Republican presidential candidate Donald Trump (right) blows a kiss as he walks off stage in Iowa, on Feb 1, 2016. PHOTO: BLOOMBERG

MILFORD, NEW HAMPSHIRE (REUTERS) - Mr Donald Trump, the New York businessman seeking the Republican US presidential nomination, said on Tuesday (Feb 2) that he felt "a tinge" of disappointment after losing to Texas Senator Ted Cruz in the Iowa caucuses.

Mr Cruz bested Mr Trump with 28 per cent of caucusgoers' pledges on Monday compared with the latter's 24 per cent. Florida Senator Marco Rubio came in a close third with 23 per cent.

Asked by a reporter if he felt at all bad about the result, Mr Trump said: "There's a tinge... I probably had a tinge because a poll came out that said I was five points ahead."

In the weeks before the Iowa caucuses, he held leads in almost every statewide and national poll though his dominance in Iowa wobbled after Mr Cruz won a key endorsement from a local evangelical Christian leader.

Mr Trump also said there was a chance his decision to skip a Fox News debate among Republican candidates on Thursday might have hurt him in the caucuses.

Asked before a rally in Milford, New Hampshire, on Tuesday evening if he planned to change his campaign strategy, he told a news conference he felt confident in his methods, but he was adding more town hall-style events.

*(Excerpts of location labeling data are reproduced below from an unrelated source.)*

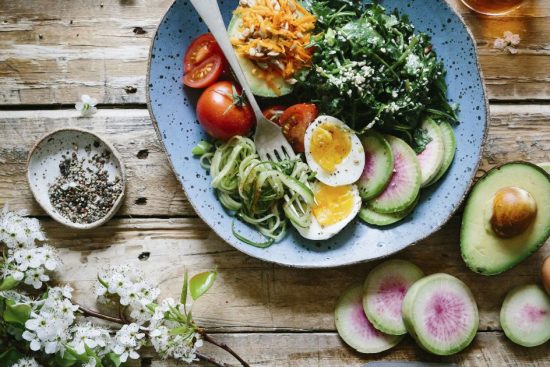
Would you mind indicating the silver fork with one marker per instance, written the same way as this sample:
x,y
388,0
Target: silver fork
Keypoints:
x,y
270,141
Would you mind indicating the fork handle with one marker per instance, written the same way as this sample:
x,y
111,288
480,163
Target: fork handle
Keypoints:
x,y
210,13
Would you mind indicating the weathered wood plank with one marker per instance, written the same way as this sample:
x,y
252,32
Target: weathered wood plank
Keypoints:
x,y
327,350
151,186
55,52
516,132
251,294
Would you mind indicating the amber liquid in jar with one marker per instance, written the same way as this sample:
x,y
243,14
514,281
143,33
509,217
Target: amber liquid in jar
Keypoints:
x,y
492,7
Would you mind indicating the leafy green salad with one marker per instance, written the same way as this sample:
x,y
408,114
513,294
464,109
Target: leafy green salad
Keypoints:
x,y
372,71
369,118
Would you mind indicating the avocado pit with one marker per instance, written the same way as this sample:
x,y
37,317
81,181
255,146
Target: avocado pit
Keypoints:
x,y
514,209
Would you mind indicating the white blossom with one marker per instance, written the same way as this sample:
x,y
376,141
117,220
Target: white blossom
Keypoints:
x,y
48,326
181,346
36,277
26,362
127,341
91,336
86,105
133,291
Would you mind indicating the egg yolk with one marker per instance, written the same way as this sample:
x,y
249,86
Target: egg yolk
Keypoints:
x,y
332,204
330,145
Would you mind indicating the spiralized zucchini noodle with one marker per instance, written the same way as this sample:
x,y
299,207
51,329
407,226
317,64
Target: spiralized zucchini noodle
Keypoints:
x,y
263,194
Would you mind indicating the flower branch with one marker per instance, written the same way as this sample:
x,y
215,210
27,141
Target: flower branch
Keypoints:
x,y
54,330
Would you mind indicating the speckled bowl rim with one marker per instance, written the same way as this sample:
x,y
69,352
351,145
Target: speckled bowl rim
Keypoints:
x,y
435,229
122,169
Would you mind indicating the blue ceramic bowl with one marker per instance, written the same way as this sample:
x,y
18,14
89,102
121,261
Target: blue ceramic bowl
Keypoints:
x,y
172,109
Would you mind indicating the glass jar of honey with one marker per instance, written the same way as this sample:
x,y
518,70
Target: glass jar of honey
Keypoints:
x,y
493,7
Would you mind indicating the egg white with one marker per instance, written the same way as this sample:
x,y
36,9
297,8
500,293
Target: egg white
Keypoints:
x,y
317,232
346,172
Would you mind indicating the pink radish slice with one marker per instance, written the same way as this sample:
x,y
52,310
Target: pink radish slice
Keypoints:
x,y
441,313
431,158
378,165
525,316
404,183
354,327
384,290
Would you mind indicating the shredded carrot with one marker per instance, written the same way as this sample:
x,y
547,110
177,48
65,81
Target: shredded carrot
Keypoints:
x,y
274,34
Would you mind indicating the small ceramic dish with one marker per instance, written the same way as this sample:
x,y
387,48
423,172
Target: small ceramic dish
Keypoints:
x,y
43,167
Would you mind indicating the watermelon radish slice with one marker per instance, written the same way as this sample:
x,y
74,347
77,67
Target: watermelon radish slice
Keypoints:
x,y
354,327
404,183
525,316
378,165
431,157
545,166
378,219
441,314
406,307
384,290
449,144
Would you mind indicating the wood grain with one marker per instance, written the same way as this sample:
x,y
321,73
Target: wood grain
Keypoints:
x,y
252,295
327,350
516,132
62,49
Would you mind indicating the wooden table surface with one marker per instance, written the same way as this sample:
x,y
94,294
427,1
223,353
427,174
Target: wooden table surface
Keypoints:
x,y
52,51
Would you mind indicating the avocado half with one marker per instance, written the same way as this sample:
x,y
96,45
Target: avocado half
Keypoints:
x,y
483,251
258,86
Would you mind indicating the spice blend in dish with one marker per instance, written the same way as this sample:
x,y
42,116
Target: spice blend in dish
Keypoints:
x,y
83,192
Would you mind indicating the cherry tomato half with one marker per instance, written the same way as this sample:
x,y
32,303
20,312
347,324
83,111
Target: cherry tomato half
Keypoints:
x,y
205,73
200,49
274,113
294,122
222,112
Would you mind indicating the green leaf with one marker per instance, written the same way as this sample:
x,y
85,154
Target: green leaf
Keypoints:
x,y
182,330
8,283
115,358
17,313
201,283
201,148
184,289
102,282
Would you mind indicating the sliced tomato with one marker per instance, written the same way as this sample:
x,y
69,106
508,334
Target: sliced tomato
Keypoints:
x,y
274,113
206,73
200,49
294,122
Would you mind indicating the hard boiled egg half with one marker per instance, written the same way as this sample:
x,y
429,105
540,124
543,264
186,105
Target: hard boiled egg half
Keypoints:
x,y
333,151
333,208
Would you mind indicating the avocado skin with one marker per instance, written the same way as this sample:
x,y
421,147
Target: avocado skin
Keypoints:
x,y
494,269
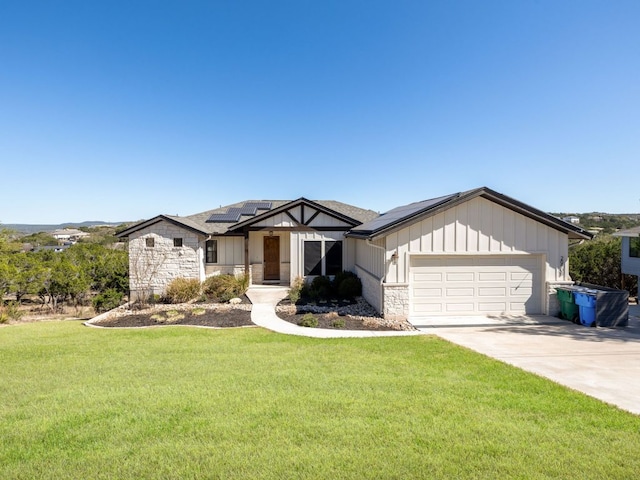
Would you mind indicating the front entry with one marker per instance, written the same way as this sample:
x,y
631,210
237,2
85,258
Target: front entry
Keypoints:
x,y
271,259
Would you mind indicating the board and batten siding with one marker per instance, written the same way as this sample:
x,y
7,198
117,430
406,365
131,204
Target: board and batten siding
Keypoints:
x,y
478,226
630,265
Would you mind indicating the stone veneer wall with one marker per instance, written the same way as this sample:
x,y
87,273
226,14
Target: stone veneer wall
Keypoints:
x,y
151,269
211,270
396,301
370,288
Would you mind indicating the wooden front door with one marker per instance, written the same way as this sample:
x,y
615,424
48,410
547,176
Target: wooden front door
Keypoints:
x,y
271,259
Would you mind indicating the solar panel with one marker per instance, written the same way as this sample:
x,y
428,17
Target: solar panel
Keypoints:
x,y
259,205
224,217
233,214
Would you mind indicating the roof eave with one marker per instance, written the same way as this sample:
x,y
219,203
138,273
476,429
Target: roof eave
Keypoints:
x,y
294,203
157,219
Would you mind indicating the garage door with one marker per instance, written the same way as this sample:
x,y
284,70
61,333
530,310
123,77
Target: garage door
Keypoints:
x,y
456,285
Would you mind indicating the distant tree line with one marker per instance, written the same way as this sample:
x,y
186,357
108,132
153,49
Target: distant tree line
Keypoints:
x,y
598,261
82,273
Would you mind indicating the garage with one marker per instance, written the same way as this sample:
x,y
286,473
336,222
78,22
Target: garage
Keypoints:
x,y
471,253
476,285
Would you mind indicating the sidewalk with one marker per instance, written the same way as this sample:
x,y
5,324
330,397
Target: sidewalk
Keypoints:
x,y
265,298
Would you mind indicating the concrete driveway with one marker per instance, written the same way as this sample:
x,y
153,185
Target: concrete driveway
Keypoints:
x,y
601,362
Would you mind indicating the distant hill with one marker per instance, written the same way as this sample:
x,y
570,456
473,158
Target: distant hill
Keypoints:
x,y
30,228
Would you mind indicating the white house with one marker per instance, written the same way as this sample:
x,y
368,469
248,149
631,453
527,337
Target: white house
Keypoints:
x,y
475,252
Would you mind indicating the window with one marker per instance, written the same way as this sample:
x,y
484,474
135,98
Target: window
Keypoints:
x,y
333,257
312,258
212,251
322,257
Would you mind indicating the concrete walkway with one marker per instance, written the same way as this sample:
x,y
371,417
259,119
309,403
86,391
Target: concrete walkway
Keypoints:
x,y
601,362
266,297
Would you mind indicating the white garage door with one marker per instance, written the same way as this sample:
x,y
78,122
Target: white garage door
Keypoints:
x,y
466,285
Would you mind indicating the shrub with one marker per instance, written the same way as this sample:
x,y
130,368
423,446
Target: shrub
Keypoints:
x,y
308,320
107,300
225,287
10,311
296,289
338,323
182,290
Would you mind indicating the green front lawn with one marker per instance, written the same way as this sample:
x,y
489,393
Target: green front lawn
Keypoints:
x,y
176,402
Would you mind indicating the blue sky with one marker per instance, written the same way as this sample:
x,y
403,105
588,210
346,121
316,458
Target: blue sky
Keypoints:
x,y
118,111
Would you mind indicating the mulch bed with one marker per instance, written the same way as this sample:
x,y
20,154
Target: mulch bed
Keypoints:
x,y
203,315
358,315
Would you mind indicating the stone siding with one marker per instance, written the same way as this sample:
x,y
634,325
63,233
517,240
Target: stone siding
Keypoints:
x,y
235,270
151,269
396,301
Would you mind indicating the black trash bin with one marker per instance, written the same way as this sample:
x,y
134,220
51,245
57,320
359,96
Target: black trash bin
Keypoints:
x,y
611,306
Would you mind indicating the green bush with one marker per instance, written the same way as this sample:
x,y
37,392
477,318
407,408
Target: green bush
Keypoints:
x,y
107,300
182,290
338,323
296,289
225,287
308,320
10,311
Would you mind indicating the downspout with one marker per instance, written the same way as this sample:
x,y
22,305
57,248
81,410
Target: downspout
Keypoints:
x,y
384,275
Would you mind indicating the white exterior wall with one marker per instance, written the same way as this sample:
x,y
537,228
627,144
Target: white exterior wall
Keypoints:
x,y
370,267
480,227
630,265
371,288
151,269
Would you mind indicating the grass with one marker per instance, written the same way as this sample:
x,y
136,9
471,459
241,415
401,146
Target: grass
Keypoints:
x,y
177,402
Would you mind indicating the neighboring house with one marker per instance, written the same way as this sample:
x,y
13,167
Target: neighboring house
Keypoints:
x,y
630,261
475,252
68,234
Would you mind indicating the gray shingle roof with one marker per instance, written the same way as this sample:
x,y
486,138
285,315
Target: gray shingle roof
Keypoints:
x,y
402,216
198,222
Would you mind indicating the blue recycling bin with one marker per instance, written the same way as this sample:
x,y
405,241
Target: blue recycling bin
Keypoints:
x,y
586,301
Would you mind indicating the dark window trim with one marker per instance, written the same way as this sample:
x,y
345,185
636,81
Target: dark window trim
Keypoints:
x,y
213,259
634,247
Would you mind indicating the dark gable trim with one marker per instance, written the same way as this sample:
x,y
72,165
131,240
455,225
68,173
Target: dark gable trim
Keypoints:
x,y
301,228
287,206
153,221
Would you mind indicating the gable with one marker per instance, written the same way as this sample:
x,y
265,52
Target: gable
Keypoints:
x,y
407,215
300,214
477,226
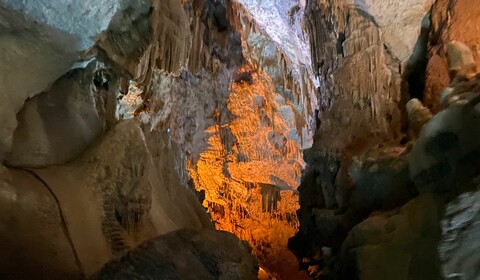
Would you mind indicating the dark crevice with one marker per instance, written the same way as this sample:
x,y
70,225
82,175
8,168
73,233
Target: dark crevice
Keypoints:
x,y
415,73
63,220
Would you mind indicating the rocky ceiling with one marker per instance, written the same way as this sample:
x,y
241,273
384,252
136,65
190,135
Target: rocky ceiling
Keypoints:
x,y
335,136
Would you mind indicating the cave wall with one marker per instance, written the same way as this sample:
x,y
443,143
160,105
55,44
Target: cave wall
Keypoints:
x,y
379,188
90,170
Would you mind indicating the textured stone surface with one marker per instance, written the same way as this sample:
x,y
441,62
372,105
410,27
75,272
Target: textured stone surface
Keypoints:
x,y
451,21
33,236
460,242
126,193
186,254
447,150
397,246
60,31
58,125
400,22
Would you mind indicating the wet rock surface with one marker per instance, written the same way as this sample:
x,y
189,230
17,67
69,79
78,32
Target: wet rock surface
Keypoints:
x,y
376,206
185,254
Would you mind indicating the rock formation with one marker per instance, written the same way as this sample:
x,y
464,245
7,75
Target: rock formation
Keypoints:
x,y
374,198
130,131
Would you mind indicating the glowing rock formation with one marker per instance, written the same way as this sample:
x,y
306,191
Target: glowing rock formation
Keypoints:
x,y
250,170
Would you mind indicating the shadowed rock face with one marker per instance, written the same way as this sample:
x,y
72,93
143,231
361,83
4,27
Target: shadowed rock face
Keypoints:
x,y
222,98
185,255
380,197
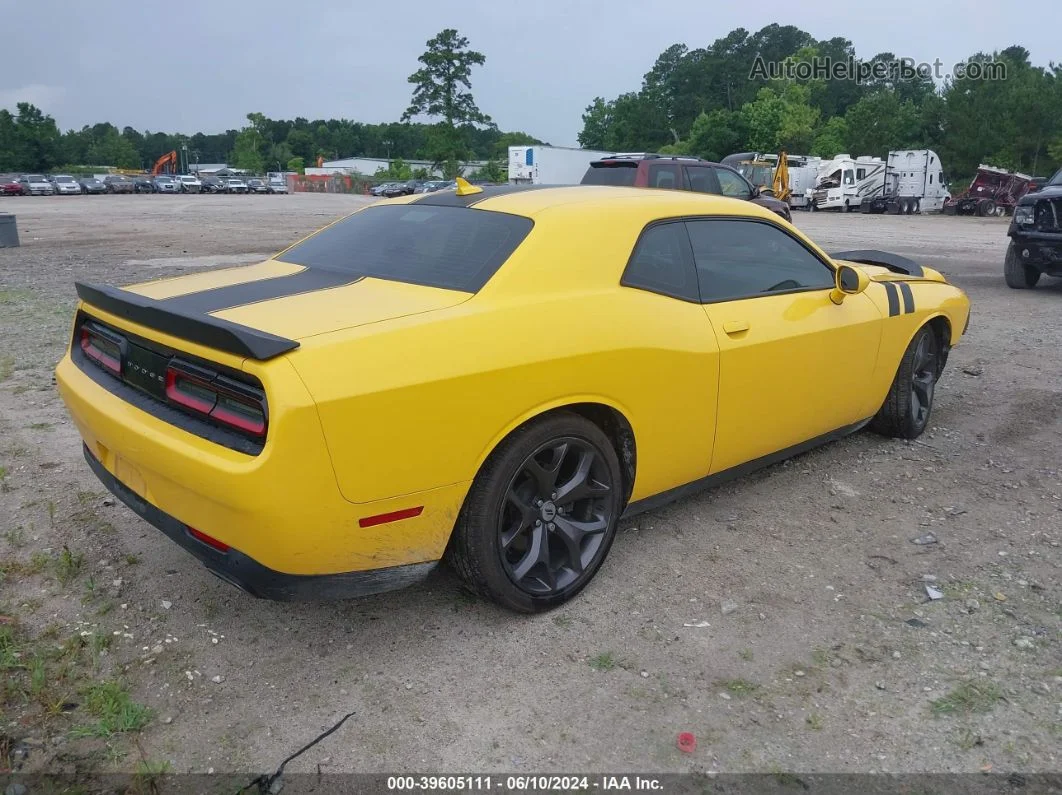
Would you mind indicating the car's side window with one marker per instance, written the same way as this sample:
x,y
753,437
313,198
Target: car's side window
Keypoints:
x,y
662,262
732,185
702,179
744,259
665,175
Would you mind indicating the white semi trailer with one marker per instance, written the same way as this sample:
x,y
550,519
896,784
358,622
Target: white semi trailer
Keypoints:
x,y
913,183
905,183
844,182
550,165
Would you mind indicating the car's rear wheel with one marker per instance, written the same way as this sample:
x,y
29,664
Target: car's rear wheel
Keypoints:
x,y
541,516
1015,273
907,408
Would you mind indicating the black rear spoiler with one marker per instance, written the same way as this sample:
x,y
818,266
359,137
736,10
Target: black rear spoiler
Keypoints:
x,y
205,329
872,257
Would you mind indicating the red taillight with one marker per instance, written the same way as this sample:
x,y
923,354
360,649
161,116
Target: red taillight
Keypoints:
x,y
103,351
189,392
218,397
208,540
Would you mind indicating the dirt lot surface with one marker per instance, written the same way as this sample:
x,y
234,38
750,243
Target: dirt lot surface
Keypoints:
x,y
783,619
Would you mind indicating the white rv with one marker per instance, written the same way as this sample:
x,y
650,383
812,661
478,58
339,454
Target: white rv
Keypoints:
x,y
803,173
913,183
550,165
844,182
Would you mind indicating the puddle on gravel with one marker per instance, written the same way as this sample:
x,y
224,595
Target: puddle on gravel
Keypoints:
x,y
209,260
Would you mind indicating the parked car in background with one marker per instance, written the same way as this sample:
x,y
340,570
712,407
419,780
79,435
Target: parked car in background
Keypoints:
x,y
401,189
36,185
10,186
118,184
189,184
435,185
64,184
645,170
166,184
1035,236
92,186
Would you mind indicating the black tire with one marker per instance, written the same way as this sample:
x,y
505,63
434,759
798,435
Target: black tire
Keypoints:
x,y
1016,274
541,460
906,411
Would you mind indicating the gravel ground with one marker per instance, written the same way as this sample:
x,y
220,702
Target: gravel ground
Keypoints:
x,y
782,619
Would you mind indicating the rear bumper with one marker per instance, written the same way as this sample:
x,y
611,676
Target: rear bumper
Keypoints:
x,y
250,575
280,508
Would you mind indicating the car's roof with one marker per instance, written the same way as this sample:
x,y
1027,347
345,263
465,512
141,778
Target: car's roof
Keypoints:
x,y
531,200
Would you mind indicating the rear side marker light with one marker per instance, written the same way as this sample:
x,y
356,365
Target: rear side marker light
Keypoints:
x,y
372,521
208,540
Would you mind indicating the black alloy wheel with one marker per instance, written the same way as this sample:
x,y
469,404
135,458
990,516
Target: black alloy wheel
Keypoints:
x,y
542,514
925,372
553,520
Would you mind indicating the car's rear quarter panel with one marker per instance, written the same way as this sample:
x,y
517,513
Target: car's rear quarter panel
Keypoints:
x,y
422,402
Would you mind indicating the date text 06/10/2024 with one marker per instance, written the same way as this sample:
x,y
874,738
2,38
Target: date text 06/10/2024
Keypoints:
x,y
523,783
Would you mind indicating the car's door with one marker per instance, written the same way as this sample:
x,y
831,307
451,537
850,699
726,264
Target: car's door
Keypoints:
x,y
681,375
793,365
702,179
732,184
665,175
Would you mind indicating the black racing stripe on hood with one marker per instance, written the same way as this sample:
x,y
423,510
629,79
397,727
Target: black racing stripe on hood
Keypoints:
x,y
216,299
890,291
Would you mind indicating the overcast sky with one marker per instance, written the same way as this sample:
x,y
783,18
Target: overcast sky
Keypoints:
x,y
203,65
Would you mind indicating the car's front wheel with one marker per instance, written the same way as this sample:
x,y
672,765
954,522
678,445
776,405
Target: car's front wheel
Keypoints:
x,y
541,516
905,413
1015,273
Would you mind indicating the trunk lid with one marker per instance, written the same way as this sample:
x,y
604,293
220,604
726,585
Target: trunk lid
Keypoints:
x,y
293,301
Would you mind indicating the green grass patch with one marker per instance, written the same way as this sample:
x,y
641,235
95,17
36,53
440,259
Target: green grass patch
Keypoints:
x,y
604,661
968,697
115,711
10,650
738,687
68,565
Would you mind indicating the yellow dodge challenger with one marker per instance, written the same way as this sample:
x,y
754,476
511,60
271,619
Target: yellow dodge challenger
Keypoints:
x,y
492,376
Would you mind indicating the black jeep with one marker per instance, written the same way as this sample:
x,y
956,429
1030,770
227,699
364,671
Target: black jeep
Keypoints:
x,y
1035,236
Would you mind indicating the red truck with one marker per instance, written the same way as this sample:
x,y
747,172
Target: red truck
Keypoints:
x,y
993,192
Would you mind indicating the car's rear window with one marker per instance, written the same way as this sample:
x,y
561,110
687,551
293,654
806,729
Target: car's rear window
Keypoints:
x,y
449,247
611,173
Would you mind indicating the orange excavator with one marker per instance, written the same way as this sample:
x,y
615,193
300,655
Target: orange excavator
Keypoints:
x,y
166,165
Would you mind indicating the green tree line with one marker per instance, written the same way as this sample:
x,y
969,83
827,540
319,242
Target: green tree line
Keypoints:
x,y
714,101
30,140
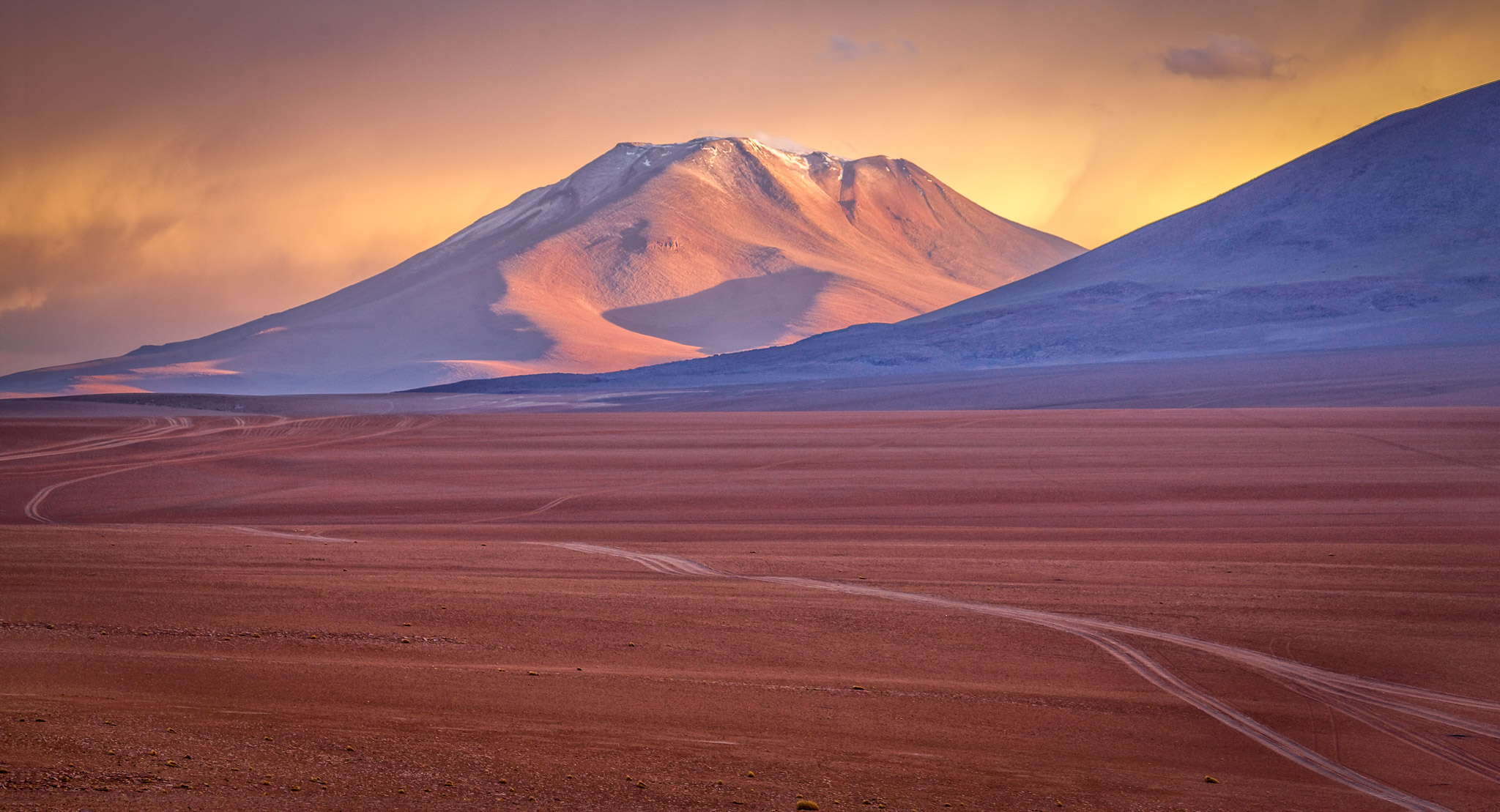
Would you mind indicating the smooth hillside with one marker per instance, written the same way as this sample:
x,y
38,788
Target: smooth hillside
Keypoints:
x,y
648,253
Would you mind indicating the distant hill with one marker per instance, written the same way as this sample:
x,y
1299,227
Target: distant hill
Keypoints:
x,y
1388,237
647,253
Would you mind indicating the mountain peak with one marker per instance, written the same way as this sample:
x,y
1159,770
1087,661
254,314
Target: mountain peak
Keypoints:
x,y
650,252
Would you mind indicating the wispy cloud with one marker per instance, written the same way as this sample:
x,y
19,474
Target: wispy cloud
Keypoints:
x,y
842,48
1225,57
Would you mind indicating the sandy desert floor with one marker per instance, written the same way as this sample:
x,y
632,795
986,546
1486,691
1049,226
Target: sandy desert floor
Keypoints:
x,y
916,610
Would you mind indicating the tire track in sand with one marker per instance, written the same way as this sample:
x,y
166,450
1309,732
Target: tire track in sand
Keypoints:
x,y
1361,697
281,429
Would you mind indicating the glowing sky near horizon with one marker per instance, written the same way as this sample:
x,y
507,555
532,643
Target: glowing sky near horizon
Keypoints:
x,y
168,170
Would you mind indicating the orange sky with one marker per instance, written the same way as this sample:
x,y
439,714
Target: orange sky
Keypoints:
x,y
174,168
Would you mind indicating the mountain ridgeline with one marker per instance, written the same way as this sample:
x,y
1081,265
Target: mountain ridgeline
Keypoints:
x,y
647,253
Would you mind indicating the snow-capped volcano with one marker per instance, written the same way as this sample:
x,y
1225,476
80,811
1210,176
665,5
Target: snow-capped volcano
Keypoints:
x,y
1388,237
647,253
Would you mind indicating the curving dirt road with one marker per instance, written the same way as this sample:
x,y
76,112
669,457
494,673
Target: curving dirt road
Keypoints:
x,y
1315,682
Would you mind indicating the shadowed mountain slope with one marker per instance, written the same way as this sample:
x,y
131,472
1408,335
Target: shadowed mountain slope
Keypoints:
x,y
647,253
1388,237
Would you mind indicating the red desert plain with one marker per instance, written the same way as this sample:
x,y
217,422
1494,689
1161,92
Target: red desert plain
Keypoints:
x,y
1127,610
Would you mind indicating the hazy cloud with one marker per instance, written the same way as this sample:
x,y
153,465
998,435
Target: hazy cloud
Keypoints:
x,y
1223,57
842,48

But any humility was fleeting as Mr Trump went on to say he beat Mr Rubio by getting support from almost 3,000 Iowans - "That's a lot of people" - and that he had gotten a larger percentage of support than any other Republican candidate in history "except for that one number", he added, referring to Mr Cruz's win.

He also said he had not tried very hard to win Iowa. "I didn't devote tremendous time to it," he said. "I didn't expect to do so well."

Mr Trump fielded question after question from reporters about why he thought he lost and whether it made him anxious about primary elections in other states ahead of the Nov 8 presidential election.

When he took the stage before more than a thousand people, Mr Trump's swagger had returned. He criticised the media for focusing more on Mr Rubio's third-place showing than his second, calling journalists "miserable people" and encouraging the crowd to boo them.

Fans interviewed before the rally said his loss did not bother them. "I think he's done pretty well from the start," said Mr Eli Johnson, 33, from nearby Brookline, New Hampshire.

"He did pretty well considering Cruz was praying with everyone at every rally (in Iowa) and they're a really religious state."